Comment Period for Automated Systems Rule Extended 45 Days

The Securities and Exchange Commission has extended the period for commenting on its proposed standard for the maintenance of automated systems used in securities trading by 45 days.

The federal regulator pushed back the due date for all comments on its proposed Regulation Systems Compliance and Integrity to July 8, from May 24.

The extra month-and-a-half is half the amount of additional time requested by the securities trading industry as well as one U.S. senator.

On May 10, seventeen national exchanges, including the Nasdaq Stock Market, the New York Stock Exchange, all other national stock markets as well as options markets and the Financial Industry Regulatory Authority, asked for an extension until August 22, to respond to the 200 questions posed by the SEC in the March 25 proposal. On May 17, U.S. Senator Mike Crapo (R-Idaho) also requested a 90-day extension.

The proposed regulation applies to national exchanges, alternative trading systems, certain clearing agencies and data processors, but not directly to market makers or broker-dealers.

The regulation sets standards for maintaining and annually testing automated systems that support regulated trading activities.

“This extension will allow for 105 days of comment, which the Commission believes should provide the public with sufficient additional time to consider thoroughly the matters addressed by proposed Regulation SCI and to submit comprehensive responses,’’ the commission said Monday, in extending the comment period.

As of May 9, only eight comments had come in to the SEC – and only one, from technology consultancy Tellefsen & Co., had substantive analysis. Most comments since that date were requests for extensions of the comment period.

Among the criticisms most widely voiced in the first weeks after the regulation was proposed by then-SEC chairman Elisse B. Walter was a lack of clear definition of what constituted materiality in the “material changes” in computer systems being made that must be reported to the agency

Also at issue was how widely the regulation should be applied. As proposed, Reg SCI would apply only to “self-regulatory organizations” such as the Financial Industry Regulatory Authority, the New York Stock Exchange and other national exchanges, alternative trading systems of a certain size, the Municipal Securities Rulemaking Board and two “plan processors” that provide market data to investors. These are NYSE Euronext’s Securities Industry Automation Corporation and a unit of Nasdaq OMX Group.

“We think it will be more equitable if this rule also applied to market makers and broker-dealers that are active in the market,’’ Howard Meyerson, general counsel at Liquidnet, told Traders Magazine.

Liquidnet is an alternative trading system that handles anonymous trading in large blocks of shares for institutions and would be affected by the regulation.

The regulation does not cover, in its current iteration, market makers or broker-dealers. But the SEC left that open, asking the industry, in one of its requests for comment if they should be included.

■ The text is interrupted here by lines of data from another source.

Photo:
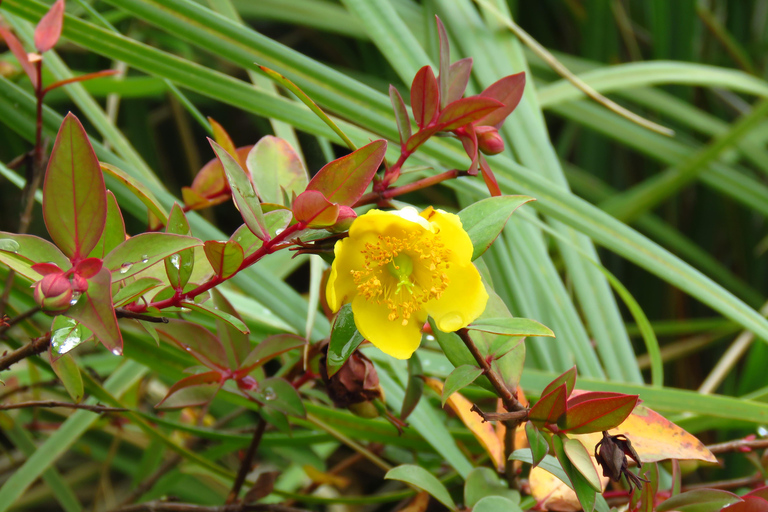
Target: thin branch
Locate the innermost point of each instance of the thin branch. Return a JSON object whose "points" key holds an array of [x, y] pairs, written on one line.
{"points": [[54, 403], [245, 465]]}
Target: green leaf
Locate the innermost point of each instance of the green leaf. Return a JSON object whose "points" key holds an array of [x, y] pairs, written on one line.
{"points": [[68, 372], [484, 220], [483, 482], [461, 377], [94, 310], [74, 195], [344, 180], [537, 442], [142, 251], [243, 193], [424, 480], [225, 257], [276, 170], [511, 327], [345, 339]]}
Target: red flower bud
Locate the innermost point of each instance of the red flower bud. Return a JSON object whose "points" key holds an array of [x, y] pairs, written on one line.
{"points": [[53, 293], [488, 140]]}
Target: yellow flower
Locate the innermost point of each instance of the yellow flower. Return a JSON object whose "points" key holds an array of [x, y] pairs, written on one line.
{"points": [[398, 267]]}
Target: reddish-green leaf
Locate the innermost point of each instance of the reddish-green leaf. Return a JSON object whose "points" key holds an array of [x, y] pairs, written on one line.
{"points": [[549, 407], [243, 193], [508, 91], [114, 229], [344, 180], [197, 340], [74, 197], [276, 170], [425, 96], [20, 53], [192, 391], [568, 378], [465, 111], [597, 414], [401, 114], [94, 310], [142, 251], [48, 30], [312, 208], [224, 257], [460, 71]]}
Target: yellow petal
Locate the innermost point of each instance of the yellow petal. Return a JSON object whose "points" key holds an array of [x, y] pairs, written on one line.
{"points": [[462, 301], [451, 232], [391, 337]]}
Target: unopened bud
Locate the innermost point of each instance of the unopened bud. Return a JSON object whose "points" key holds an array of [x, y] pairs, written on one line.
{"points": [[53, 293], [488, 140]]}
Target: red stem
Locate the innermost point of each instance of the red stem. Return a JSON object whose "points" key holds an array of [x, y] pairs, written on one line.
{"points": [[268, 247]]}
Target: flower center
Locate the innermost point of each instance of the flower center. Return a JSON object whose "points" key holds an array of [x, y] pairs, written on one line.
{"points": [[403, 273]]}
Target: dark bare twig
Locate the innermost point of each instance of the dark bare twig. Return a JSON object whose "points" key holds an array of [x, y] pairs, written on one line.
{"points": [[54, 403], [245, 465]]}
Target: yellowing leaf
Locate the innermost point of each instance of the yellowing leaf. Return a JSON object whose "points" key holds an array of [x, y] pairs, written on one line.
{"points": [[484, 432]]}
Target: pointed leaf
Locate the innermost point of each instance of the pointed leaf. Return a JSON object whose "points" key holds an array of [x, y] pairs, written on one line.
{"points": [[537, 442], [508, 91], [224, 257], [276, 169], [243, 193], [458, 379], [425, 96], [511, 327], [68, 372], [192, 391], [401, 114], [95, 311], [48, 30], [344, 180], [345, 339], [424, 480], [142, 251], [74, 196], [549, 407], [485, 219], [568, 378], [598, 414]]}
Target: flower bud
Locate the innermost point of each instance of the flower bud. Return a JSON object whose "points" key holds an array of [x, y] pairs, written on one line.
{"points": [[488, 140], [53, 293]]}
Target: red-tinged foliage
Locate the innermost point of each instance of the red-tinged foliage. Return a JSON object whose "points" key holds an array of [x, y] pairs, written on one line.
{"points": [[74, 196], [20, 53], [425, 96], [344, 180], [596, 414], [549, 407], [48, 31], [509, 91]]}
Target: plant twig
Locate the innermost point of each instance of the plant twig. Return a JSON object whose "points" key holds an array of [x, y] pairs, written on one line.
{"points": [[54, 403], [245, 465]]}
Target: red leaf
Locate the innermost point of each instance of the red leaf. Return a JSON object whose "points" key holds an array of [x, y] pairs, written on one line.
{"points": [[344, 180], [425, 96], [20, 53], [598, 414], [465, 111], [48, 30], [568, 378], [74, 196], [95, 311], [509, 91], [549, 407], [312, 208]]}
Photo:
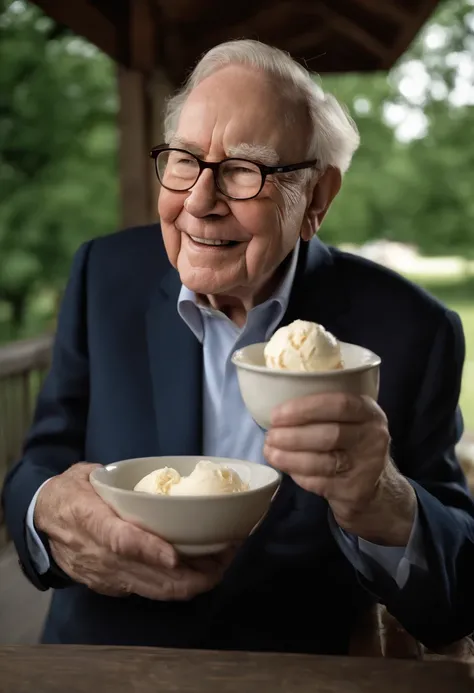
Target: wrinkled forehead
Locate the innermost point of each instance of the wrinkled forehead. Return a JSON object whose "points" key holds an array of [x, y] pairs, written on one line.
{"points": [[240, 112]]}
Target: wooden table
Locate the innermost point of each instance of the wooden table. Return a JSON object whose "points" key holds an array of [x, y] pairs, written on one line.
{"points": [[72, 669]]}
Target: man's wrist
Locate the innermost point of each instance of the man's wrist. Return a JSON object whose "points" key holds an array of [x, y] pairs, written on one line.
{"points": [[388, 519]]}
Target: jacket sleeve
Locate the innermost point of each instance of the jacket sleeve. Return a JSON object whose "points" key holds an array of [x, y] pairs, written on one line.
{"points": [[436, 605], [56, 438]]}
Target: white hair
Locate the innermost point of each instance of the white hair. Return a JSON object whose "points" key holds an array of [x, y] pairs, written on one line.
{"points": [[334, 137]]}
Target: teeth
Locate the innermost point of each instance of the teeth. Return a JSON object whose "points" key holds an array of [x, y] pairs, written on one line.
{"points": [[208, 241]]}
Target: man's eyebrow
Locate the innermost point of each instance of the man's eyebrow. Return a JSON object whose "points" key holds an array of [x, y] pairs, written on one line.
{"points": [[181, 143], [255, 152], [261, 153]]}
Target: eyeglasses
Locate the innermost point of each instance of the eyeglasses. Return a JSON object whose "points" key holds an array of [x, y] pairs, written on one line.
{"points": [[178, 170]]}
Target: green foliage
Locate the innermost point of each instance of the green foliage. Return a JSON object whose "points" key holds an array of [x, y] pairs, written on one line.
{"points": [[58, 174], [58, 163], [417, 191]]}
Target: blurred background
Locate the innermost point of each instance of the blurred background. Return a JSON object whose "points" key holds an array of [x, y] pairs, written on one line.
{"points": [[82, 87]]}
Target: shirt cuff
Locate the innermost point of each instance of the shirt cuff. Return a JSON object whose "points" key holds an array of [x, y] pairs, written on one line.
{"points": [[38, 554], [395, 560]]}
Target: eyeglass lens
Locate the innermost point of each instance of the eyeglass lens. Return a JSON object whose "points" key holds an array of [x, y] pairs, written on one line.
{"points": [[237, 178]]}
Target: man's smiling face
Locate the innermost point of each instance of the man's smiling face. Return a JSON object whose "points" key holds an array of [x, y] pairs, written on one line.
{"points": [[236, 111]]}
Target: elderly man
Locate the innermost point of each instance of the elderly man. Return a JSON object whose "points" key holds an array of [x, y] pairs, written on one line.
{"points": [[254, 158]]}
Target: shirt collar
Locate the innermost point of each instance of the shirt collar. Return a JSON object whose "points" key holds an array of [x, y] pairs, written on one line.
{"points": [[191, 312]]}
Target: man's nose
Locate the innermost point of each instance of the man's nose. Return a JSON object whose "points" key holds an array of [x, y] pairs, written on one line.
{"points": [[202, 199]]}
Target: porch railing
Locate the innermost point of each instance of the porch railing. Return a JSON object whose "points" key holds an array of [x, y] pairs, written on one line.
{"points": [[23, 366]]}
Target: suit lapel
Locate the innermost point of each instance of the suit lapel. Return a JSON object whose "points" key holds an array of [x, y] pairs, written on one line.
{"points": [[175, 358]]}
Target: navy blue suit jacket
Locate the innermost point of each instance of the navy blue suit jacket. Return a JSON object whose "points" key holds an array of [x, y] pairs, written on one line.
{"points": [[126, 381]]}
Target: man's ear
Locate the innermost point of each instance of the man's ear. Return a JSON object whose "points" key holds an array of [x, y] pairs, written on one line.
{"points": [[324, 193]]}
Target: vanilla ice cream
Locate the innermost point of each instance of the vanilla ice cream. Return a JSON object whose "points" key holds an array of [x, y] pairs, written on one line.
{"points": [[207, 479], [303, 346], [159, 482]]}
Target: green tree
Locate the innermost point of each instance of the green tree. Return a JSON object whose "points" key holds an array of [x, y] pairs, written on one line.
{"points": [[416, 190], [58, 179]]}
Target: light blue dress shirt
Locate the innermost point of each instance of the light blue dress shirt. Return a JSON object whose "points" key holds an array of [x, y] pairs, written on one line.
{"points": [[230, 431]]}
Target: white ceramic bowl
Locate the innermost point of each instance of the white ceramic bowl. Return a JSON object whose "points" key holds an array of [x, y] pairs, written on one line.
{"points": [[195, 525], [264, 388]]}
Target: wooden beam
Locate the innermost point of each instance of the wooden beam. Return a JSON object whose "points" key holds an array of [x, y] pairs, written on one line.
{"points": [[386, 8], [142, 31], [85, 20], [352, 30], [133, 122], [305, 42], [408, 34], [142, 99], [268, 24]]}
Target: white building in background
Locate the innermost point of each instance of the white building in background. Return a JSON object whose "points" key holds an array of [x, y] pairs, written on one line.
{"points": [[406, 259]]}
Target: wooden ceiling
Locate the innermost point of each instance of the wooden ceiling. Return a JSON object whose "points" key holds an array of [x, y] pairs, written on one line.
{"points": [[327, 35]]}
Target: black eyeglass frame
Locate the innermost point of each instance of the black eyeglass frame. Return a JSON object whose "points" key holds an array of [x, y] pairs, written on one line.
{"points": [[214, 166]]}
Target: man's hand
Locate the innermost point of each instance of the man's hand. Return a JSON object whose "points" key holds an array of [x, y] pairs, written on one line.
{"points": [[95, 547], [337, 446]]}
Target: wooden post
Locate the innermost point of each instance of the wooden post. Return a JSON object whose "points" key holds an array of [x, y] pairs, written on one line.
{"points": [[142, 101], [143, 89]]}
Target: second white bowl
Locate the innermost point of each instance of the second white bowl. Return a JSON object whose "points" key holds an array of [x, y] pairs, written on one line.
{"points": [[265, 388]]}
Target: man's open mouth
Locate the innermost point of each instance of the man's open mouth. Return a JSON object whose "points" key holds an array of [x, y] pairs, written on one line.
{"points": [[212, 241]]}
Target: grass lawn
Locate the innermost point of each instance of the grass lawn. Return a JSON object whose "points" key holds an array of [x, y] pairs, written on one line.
{"points": [[458, 294]]}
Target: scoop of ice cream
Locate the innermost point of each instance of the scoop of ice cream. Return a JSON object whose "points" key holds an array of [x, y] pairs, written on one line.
{"points": [[303, 346], [159, 482], [209, 478]]}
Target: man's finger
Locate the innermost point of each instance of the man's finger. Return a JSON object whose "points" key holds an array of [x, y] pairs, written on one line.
{"points": [[307, 464], [322, 437], [327, 407], [136, 544]]}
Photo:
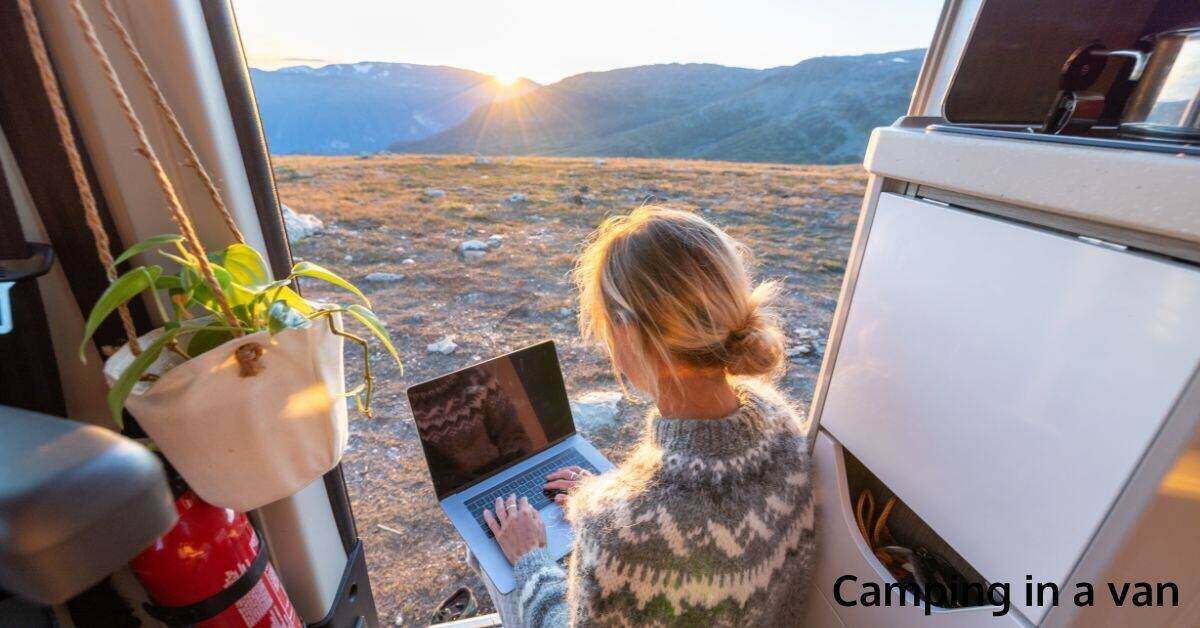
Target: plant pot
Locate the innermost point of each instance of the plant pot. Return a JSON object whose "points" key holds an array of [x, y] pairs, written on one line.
{"points": [[243, 441]]}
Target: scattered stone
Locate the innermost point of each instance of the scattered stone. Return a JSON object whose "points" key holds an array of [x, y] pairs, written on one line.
{"points": [[595, 410], [472, 245], [805, 342], [383, 277], [445, 346], [300, 226], [799, 350]]}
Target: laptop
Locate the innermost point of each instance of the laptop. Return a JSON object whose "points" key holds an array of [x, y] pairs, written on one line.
{"points": [[495, 429]]}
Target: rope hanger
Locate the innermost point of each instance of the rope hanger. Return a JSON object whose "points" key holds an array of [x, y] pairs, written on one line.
{"points": [[175, 209]]}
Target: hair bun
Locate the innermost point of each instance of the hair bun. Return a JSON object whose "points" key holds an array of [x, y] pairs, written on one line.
{"points": [[757, 347]]}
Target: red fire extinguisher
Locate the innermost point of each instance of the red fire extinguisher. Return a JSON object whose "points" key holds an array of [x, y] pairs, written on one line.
{"points": [[211, 570]]}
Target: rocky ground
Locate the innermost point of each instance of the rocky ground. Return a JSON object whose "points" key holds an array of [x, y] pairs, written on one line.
{"points": [[467, 257]]}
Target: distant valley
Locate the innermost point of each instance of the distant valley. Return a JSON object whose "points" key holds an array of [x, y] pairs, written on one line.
{"points": [[820, 111]]}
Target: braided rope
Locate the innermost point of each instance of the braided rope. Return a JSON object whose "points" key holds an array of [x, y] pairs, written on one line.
{"points": [[63, 123], [193, 160], [173, 204]]}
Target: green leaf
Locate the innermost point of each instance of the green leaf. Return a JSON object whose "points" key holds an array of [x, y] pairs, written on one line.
{"points": [[207, 340], [244, 264], [149, 243], [376, 326], [289, 297], [193, 283], [133, 372], [126, 287], [168, 282], [307, 269], [282, 316]]}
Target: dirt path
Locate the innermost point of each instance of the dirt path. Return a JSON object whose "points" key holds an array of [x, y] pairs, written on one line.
{"points": [[406, 215]]}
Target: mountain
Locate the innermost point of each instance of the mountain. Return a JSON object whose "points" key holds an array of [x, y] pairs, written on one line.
{"points": [[820, 111], [346, 108]]}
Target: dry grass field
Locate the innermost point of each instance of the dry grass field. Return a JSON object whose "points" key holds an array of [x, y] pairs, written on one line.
{"points": [[408, 215]]}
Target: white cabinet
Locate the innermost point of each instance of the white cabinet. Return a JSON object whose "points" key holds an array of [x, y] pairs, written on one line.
{"points": [[1005, 381]]}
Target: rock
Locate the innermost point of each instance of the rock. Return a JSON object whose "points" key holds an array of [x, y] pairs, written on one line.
{"points": [[595, 410], [445, 346], [805, 341], [472, 245], [805, 333], [383, 277], [300, 226], [799, 350]]}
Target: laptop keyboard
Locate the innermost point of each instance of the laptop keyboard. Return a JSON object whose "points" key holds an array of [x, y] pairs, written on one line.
{"points": [[529, 484]]}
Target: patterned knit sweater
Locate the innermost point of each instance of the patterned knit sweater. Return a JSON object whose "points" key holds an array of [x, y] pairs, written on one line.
{"points": [[709, 522]]}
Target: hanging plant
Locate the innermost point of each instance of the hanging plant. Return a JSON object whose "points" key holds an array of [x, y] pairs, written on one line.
{"points": [[243, 388], [195, 321]]}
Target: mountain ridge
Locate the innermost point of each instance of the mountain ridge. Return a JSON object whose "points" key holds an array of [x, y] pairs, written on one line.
{"points": [[819, 111]]}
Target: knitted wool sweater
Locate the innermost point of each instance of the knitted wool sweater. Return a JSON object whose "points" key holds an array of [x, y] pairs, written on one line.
{"points": [[709, 522]]}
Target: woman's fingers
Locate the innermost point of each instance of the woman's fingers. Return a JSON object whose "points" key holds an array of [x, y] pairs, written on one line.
{"points": [[502, 513], [561, 485], [492, 524]]}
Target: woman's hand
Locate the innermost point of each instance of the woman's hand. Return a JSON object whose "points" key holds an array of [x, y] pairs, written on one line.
{"points": [[564, 482], [517, 527]]}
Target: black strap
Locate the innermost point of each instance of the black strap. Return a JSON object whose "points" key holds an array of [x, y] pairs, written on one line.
{"points": [[210, 608], [29, 374], [28, 123]]}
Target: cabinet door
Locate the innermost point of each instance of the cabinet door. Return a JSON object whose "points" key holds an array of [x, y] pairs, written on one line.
{"points": [[1003, 381]]}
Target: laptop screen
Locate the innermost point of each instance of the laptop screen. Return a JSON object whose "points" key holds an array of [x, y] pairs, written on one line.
{"points": [[478, 420]]}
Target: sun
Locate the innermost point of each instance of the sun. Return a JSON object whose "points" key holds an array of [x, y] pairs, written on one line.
{"points": [[505, 78]]}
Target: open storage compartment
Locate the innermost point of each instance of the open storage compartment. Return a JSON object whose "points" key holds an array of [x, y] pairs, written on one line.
{"points": [[846, 564], [887, 525]]}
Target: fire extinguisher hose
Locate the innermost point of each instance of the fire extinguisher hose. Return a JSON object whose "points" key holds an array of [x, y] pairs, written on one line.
{"points": [[211, 606]]}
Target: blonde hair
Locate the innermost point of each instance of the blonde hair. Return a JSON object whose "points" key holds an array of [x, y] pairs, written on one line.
{"points": [[681, 289]]}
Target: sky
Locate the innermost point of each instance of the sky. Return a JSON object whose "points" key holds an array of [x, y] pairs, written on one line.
{"points": [[549, 40]]}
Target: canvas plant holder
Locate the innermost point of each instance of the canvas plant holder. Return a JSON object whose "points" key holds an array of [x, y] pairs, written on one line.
{"points": [[249, 422], [244, 441]]}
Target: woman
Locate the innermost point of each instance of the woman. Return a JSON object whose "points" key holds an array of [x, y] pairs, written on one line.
{"points": [[709, 520]]}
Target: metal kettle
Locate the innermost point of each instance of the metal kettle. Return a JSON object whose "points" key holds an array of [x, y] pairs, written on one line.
{"points": [[1165, 103]]}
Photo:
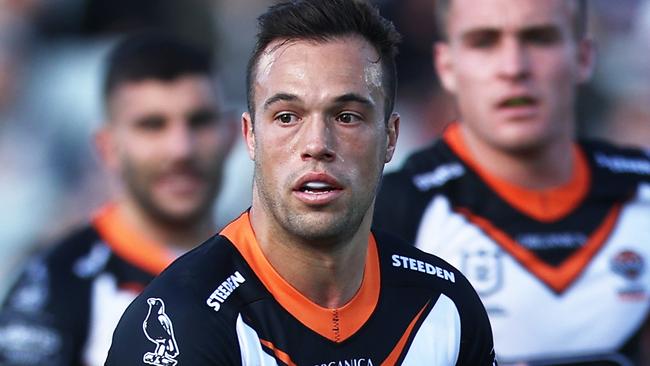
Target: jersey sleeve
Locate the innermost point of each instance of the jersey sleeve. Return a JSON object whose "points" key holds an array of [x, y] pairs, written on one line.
{"points": [[477, 343], [167, 325], [394, 209]]}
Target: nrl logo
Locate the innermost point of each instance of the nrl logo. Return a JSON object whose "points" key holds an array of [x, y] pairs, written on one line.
{"points": [[158, 328]]}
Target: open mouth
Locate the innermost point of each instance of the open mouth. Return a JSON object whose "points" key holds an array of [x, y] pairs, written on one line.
{"points": [[518, 102], [316, 187]]}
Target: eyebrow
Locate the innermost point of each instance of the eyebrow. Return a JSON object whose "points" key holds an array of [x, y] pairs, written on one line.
{"points": [[353, 97], [345, 98], [469, 34], [280, 97]]}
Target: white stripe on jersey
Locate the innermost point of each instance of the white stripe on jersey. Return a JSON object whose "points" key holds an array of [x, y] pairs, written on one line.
{"points": [[108, 304], [251, 347], [437, 342]]}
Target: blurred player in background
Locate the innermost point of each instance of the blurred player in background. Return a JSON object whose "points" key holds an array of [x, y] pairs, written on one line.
{"points": [[552, 232], [165, 140]]}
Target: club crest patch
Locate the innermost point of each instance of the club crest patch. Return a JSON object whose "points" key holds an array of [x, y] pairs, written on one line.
{"points": [[158, 328]]}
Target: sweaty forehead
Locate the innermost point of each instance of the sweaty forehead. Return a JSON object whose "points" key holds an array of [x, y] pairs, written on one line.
{"points": [[344, 62], [467, 15]]}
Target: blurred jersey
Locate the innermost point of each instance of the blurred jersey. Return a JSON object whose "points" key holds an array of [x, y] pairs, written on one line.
{"points": [[562, 273], [64, 307]]}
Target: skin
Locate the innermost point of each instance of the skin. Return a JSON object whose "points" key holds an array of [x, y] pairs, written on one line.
{"points": [[318, 117], [499, 50], [166, 142]]}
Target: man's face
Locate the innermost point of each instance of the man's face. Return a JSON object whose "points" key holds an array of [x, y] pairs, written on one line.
{"points": [[513, 66], [319, 139], [167, 142]]}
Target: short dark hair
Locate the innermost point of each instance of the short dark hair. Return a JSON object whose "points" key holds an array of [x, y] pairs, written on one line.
{"points": [[322, 21], [579, 21], [153, 55]]}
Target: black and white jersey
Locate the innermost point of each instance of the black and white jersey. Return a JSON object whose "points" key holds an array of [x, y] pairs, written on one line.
{"points": [[64, 307], [224, 304], [563, 272]]}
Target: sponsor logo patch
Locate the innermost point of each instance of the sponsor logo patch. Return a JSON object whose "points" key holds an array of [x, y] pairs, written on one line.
{"points": [[438, 177], [424, 267], [484, 270], [351, 362], [630, 265], [29, 344], [225, 289], [158, 328]]}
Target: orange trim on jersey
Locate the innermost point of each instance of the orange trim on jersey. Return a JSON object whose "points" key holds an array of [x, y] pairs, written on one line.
{"points": [[334, 324], [279, 354], [558, 278], [129, 244], [399, 347], [546, 205]]}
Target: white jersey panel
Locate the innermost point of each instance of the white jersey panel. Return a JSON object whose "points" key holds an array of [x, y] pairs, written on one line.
{"points": [[437, 342], [250, 346], [615, 282], [108, 304]]}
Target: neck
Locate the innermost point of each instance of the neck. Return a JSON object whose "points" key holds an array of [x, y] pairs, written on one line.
{"points": [[178, 238], [546, 166], [329, 275]]}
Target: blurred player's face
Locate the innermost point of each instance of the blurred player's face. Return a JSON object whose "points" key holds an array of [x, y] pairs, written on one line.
{"points": [[513, 66], [167, 142], [319, 139]]}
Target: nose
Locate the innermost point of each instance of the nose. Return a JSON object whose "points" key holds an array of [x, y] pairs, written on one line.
{"points": [[514, 61], [317, 137]]}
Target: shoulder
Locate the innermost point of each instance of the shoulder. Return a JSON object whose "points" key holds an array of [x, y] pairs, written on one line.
{"points": [[618, 160], [179, 306], [425, 169], [406, 265]]}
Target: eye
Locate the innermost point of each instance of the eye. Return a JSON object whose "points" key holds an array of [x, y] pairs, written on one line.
{"points": [[543, 36], [481, 39], [150, 123], [202, 118], [286, 118], [347, 118]]}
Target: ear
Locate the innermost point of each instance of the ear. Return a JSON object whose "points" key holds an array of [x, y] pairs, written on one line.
{"points": [[586, 59], [104, 141], [249, 134], [444, 65], [393, 133]]}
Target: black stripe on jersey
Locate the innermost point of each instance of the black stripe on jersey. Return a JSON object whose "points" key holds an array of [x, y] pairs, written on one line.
{"points": [[415, 329]]}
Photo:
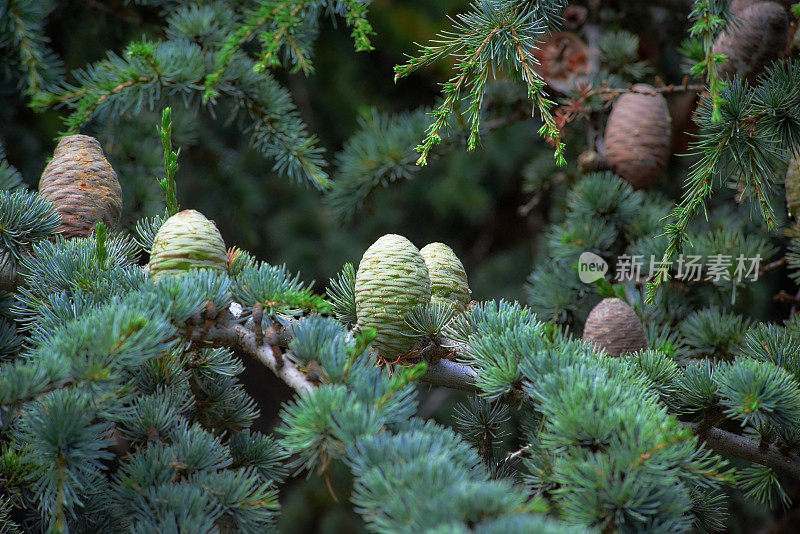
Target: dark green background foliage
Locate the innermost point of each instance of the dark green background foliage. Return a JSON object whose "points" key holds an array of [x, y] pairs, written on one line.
{"points": [[516, 219]]}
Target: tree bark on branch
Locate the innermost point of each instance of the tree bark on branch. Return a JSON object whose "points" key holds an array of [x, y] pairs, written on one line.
{"points": [[453, 375]]}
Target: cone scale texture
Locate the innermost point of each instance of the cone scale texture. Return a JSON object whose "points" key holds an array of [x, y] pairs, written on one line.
{"points": [[612, 325], [82, 185], [448, 278], [638, 136], [754, 41], [392, 278]]}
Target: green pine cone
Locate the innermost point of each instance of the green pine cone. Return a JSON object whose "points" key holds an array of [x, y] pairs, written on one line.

The exclusion was clear when Walter announced the regulation in February and linked it to the “the May 6 flash crash, systems issues that arose during the IPOs of Facebook and BATS Global Markets, the hacking of Nasdaq’s systems, and the closing of U.S. markets in response to Superstorm Sandy,’’ which, she said, “all exemplify the types of problems and disruptions that can affect our marketplace.”

She did not mention the disruption of the first hour of trading in August 1, 2012, when a faulty piece of code led market maker Knight Capital Group to unleash a flood of erroneous orders onto national exchanges. Knight lost more than $450 million in about 45 minutes and ended up selling itself to fellow market maker GETCO, in order to survive the fallout of the mishap.